Rob : you mentioned some fcntl functions were deprecated etc. do I need to 
remove these to stop the coredumps? (I'm very much hoping something has gone 
wrong with my tests because the performance is shockingly bad  ... ) (NB. my 
Version is 1.8.12-snap17)

JB

> -----Original Message-----
> From: Hdf-forum [mailto:[email protected]] On Behalf
> Of Daniel Langr
> Sent: 20 September 2013 13:46
> To: HDF Users Discussion List
> Subject: Re: [Hdf-forum] Very poor performance of pHDF5 when using single
> (shared) file
> 
> Rob,
> 
> thanks a lot for hints. I will look at the suggested option and try some
> experiments with it :).
> 
> Daniel
> 
> 
> 
> Dne 17. 9. 2013 15:34, Rob Latham napsal(a):
> > On Tue, Sep 17, 2013 at 11:15:02AM +0200, Daniel Langr wrote:
> >> separate files: 1.36 [s]
> >> single file, 1 stripe: 133.6 [s]
> >> single file, best result: 17.2 [s]
> >>
> >> (I did multiple runs with various combinations of strip count and
> >> size, presenting the best results I have obtained.)
> >>
> >> Increasing the number of stripes obviously helped a lot, but
> >> comparing with the separate-files strategy, the writing time is still
> >> more than ten times slower . Do you think it is "normal"?
> >
> > It might be "normal" for Lustre, but it's not good.  I wish I had more
> > experience tuning the Cray/MPI-IO/Lustre stack, but I do not.

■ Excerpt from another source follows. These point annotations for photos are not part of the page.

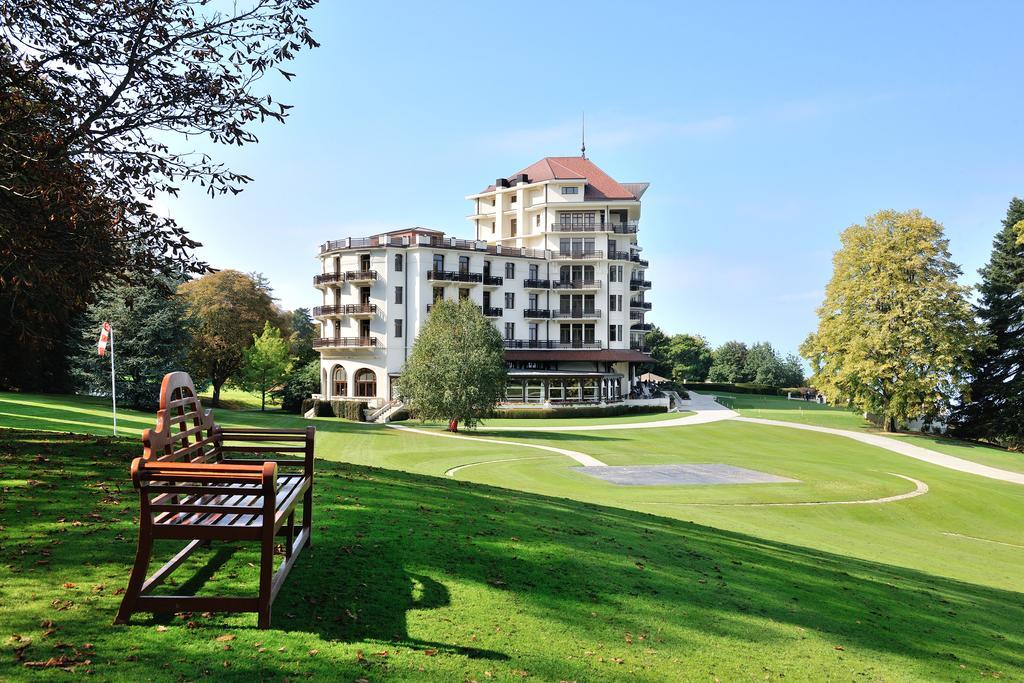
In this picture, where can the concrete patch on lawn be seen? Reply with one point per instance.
(676, 475)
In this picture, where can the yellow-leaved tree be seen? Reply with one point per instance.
(895, 330)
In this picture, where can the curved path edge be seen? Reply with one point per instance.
(901, 447)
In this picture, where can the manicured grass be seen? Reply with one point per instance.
(576, 422)
(419, 578)
(530, 565)
(780, 408)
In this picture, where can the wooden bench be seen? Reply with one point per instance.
(193, 488)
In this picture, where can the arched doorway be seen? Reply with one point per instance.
(366, 383)
(339, 382)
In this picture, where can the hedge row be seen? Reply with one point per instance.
(586, 412)
(350, 410)
(739, 387)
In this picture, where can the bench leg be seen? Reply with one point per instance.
(142, 557)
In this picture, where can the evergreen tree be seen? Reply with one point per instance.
(265, 364)
(993, 408)
(152, 337)
(729, 364)
(456, 371)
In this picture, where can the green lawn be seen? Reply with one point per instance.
(780, 408)
(530, 566)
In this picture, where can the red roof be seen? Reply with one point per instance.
(600, 185)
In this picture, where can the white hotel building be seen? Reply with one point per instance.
(555, 264)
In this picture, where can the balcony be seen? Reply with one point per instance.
(455, 276)
(576, 285)
(577, 313)
(345, 342)
(360, 275)
(550, 344)
(579, 255)
(328, 279)
(627, 227)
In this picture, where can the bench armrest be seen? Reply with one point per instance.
(143, 471)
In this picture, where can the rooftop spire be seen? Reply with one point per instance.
(583, 135)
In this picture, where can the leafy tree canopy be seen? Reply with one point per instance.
(729, 364)
(266, 363)
(456, 371)
(97, 103)
(152, 336)
(895, 331)
(229, 309)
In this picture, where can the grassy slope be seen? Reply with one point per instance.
(421, 578)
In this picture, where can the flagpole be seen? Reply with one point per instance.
(114, 389)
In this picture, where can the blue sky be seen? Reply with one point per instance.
(764, 130)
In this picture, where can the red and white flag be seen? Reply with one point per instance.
(103, 337)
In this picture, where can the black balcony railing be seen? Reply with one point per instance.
(327, 278)
(551, 344)
(455, 275)
(577, 313)
(346, 309)
(576, 285)
(583, 254)
(344, 342)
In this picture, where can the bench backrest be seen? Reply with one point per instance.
(184, 431)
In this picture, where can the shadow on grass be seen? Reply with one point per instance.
(388, 544)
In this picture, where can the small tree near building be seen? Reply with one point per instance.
(266, 363)
(896, 331)
(456, 371)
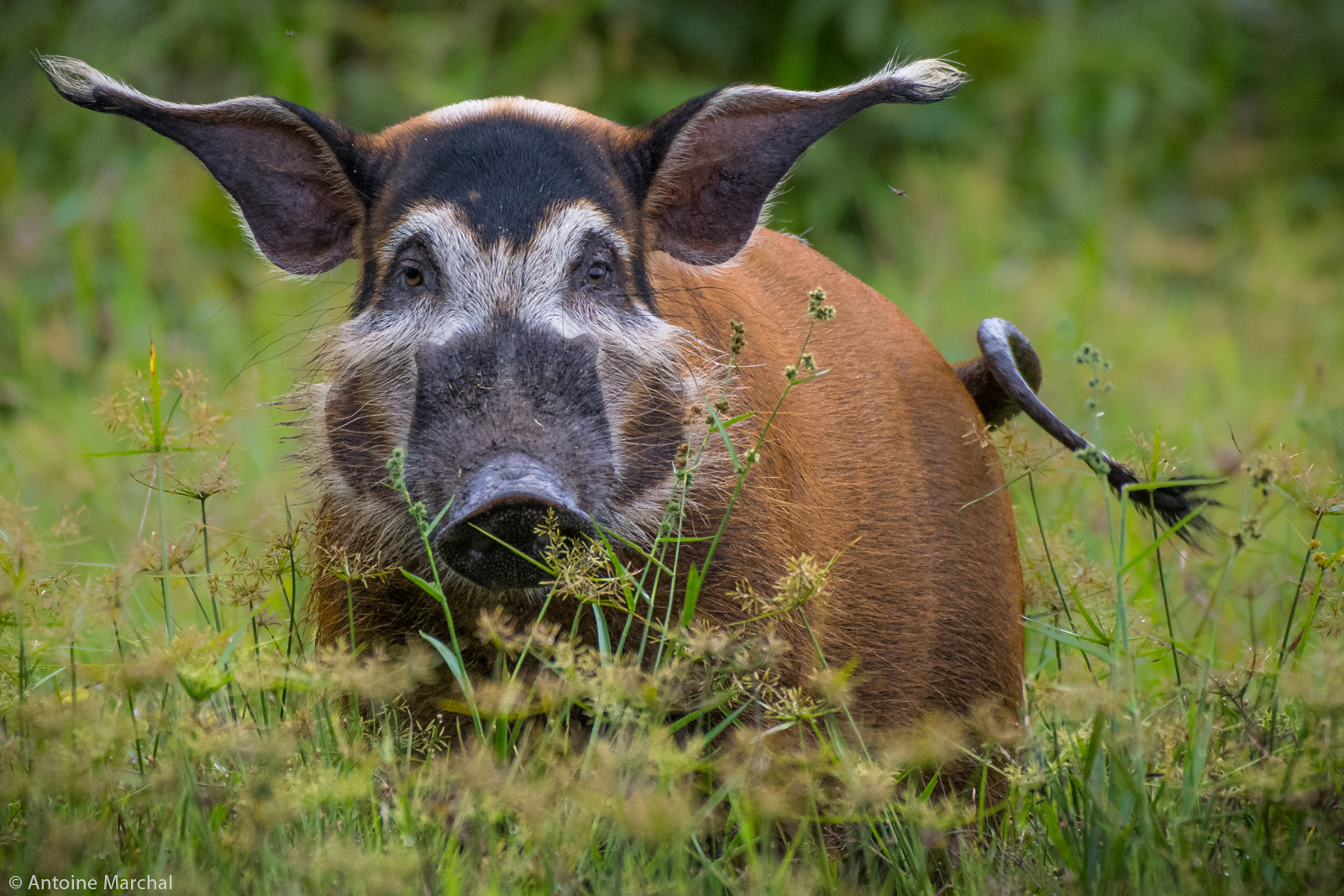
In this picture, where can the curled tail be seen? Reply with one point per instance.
(998, 383)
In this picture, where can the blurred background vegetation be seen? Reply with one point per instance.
(1162, 179)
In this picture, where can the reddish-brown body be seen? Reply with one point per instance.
(875, 461)
(543, 302)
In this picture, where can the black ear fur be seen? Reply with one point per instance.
(712, 161)
(284, 165)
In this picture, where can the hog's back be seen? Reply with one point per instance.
(878, 463)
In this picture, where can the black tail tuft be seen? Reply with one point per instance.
(1168, 504)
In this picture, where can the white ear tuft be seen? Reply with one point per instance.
(933, 80)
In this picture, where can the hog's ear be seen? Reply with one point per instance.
(284, 165)
(712, 161)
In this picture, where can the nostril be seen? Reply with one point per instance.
(496, 546)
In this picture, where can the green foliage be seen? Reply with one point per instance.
(1160, 179)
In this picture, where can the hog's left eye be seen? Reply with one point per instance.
(598, 273)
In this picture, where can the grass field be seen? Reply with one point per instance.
(1164, 181)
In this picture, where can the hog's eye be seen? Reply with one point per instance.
(598, 273)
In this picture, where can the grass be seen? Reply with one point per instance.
(1159, 179)
(171, 715)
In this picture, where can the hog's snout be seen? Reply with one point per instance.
(510, 425)
(508, 503)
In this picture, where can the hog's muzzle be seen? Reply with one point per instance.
(499, 537)
(510, 429)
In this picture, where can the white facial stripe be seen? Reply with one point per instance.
(497, 107)
(528, 281)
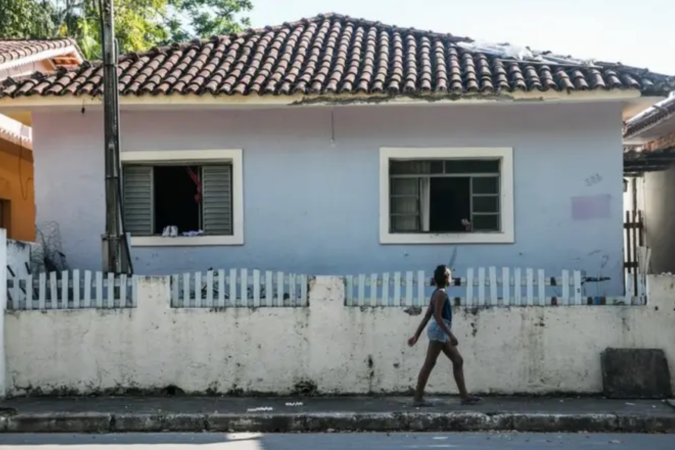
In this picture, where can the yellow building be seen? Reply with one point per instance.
(21, 58)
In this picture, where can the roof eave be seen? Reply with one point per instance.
(244, 101)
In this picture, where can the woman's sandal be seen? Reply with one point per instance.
(422, 403)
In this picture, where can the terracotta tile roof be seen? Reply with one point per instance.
(12, 50)
(658, 113)
(333, 54)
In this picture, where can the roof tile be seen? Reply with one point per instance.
(14, 49)
(333, 54)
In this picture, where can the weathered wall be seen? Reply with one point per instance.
(311, 188)
(16, 187)
(336, 348)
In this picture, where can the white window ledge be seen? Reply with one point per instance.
(184, 241)
(446, 238)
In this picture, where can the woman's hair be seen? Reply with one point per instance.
(439, 275)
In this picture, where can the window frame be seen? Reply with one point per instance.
(506, 195)
(197, 158)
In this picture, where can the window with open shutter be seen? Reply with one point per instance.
(138, 200)
(217, 199)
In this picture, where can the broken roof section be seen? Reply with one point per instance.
(61, 52)
(338, 55)
(653, 122)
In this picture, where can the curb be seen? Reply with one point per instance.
(335, 422)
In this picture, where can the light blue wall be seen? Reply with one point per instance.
(311, 205)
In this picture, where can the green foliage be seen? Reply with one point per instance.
(139, 24)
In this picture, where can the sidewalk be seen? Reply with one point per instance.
(322, 414)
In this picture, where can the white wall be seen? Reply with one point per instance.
(337, 348)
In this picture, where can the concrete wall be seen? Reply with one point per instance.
(16, 190)
(311, 187)
(335, 348)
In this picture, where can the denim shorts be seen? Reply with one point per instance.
(436, 333)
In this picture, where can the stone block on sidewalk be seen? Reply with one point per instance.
(635, 374)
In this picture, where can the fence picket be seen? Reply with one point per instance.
(529, 274)
(565, 300)
(361, 290)
(494, 299)
(421, 284)
(29, 292)
(541, 281)
(269, 289)
(221, 288)
(64, 289)
(99, 289)
(469, 287)
(292, 290)
(481, 286)
(506, 286)
(209, 289)
(280, 289)
(111, 290)
(76, 289)
(256, 288)
(577, 287)
(243, 288)
(385, 290)
(42, 291)
(518, 286)
(408, 288)
(303, 289)
(185, 303)
(232, 283)
(198, 289)
(87, 289)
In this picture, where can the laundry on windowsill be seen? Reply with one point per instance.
(172, 231)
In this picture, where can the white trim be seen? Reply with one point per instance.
(235, 156)
(16, 132)
(506, 236)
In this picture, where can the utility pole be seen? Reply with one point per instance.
(116, 258)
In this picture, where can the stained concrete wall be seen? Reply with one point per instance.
(334, 348)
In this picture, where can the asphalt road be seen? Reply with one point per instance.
(334, 441)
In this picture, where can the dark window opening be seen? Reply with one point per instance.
(449, 204)
(177, 198)
(445, 196)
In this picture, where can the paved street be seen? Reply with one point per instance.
(330, 441)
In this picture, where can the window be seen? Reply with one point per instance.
(446, 196)
(183, 198)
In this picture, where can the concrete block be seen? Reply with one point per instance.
(635, 373)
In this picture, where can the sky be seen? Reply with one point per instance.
(635, 33)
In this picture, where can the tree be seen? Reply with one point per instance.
(139, 24)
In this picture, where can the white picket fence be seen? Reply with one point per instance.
(239, 288)
(70, 290)
(487, 287)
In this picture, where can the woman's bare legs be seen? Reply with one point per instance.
(435, 348)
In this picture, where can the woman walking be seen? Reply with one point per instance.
(441, 339)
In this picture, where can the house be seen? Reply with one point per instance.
(336, 145)
(649, 154)
(21, 58)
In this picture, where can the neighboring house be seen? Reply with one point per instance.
(21, 58)
(649, 154)
(336, 145)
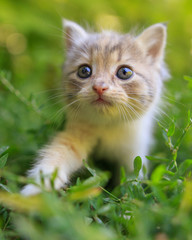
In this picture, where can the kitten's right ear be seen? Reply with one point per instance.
(74, 33)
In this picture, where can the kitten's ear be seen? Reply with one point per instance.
(74, 33)
(153, 41)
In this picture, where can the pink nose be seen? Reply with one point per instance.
(100, 88)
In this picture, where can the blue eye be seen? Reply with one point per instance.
(84, 71)
(124, 73)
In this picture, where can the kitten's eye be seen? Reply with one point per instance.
(124, 73)
(84, 71)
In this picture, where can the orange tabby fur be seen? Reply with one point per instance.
(122, 121)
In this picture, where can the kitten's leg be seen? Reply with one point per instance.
(65, 154)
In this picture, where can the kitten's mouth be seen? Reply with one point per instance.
(101, 101)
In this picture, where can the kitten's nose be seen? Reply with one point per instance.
(100, 88)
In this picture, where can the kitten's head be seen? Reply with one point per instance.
(110, 76)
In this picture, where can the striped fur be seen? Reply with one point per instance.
(122, 125)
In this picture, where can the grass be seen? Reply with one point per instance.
(157, 207)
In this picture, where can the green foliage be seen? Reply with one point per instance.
(158, 207)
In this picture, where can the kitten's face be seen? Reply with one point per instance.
(111, 76)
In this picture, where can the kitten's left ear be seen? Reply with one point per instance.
(74, 33)
(153, 41)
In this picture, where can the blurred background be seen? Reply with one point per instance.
(32, 53)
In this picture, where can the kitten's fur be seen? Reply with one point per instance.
(123, 125)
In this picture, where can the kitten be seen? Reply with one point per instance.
(113, 84)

> > The ADIOS folks report tuned-HDF5 to a single shared file runs about
> > 60% slower than ADIOS to multiple files, not 10x slower, so it seems
> > there is room for improvement.
> >
> > I've asked them about the kinds of things "tuned HDF5" entails, and
> > they didn't know (!).
> >
> > There are quite a few settings documented in the intro_mpi(3) man
> > page.  MPICH_MPIIO_CB_ALIGN will probably be the most important thing
> > you can try.  I'm sorry to report that in my limited experience, the
> > documentation and reality are sometimes out of sync, especially with
> > respect to which settings are default or not.
> >
> > ==rob
> >
> >> Thanks,
> >> Daniel
> >>
> >> Dne 30. 8. 2013 16:05, Daniel Langr napsal(a):
> >>> I've run some benchmark, where within an MPI program, each process
> >>> wrote
> >>> 3 plain 1D arrays to 3 datasets of an HDF5 file. I've used the
> >>> following writing strategies:
> >>>
> >>> 1) each process writes to its own file,
> >>> 2) each process writes to the same file to its own dataset,
> >>> 3) each process writes to the same file to a same dataset.
> >>>
> >>> I've tested 1)-3) for both fixed/chunked datasets (chunk size 1024),
> >>> and I've tested 2)-3) for both independent/collective options of the
> >>> MPI driver. I've also used 3 different clusters for measurements
> >>> (all quite modern).
> >>>
> >>> As a result, the running (storage) times of the same-file strategy, i.e.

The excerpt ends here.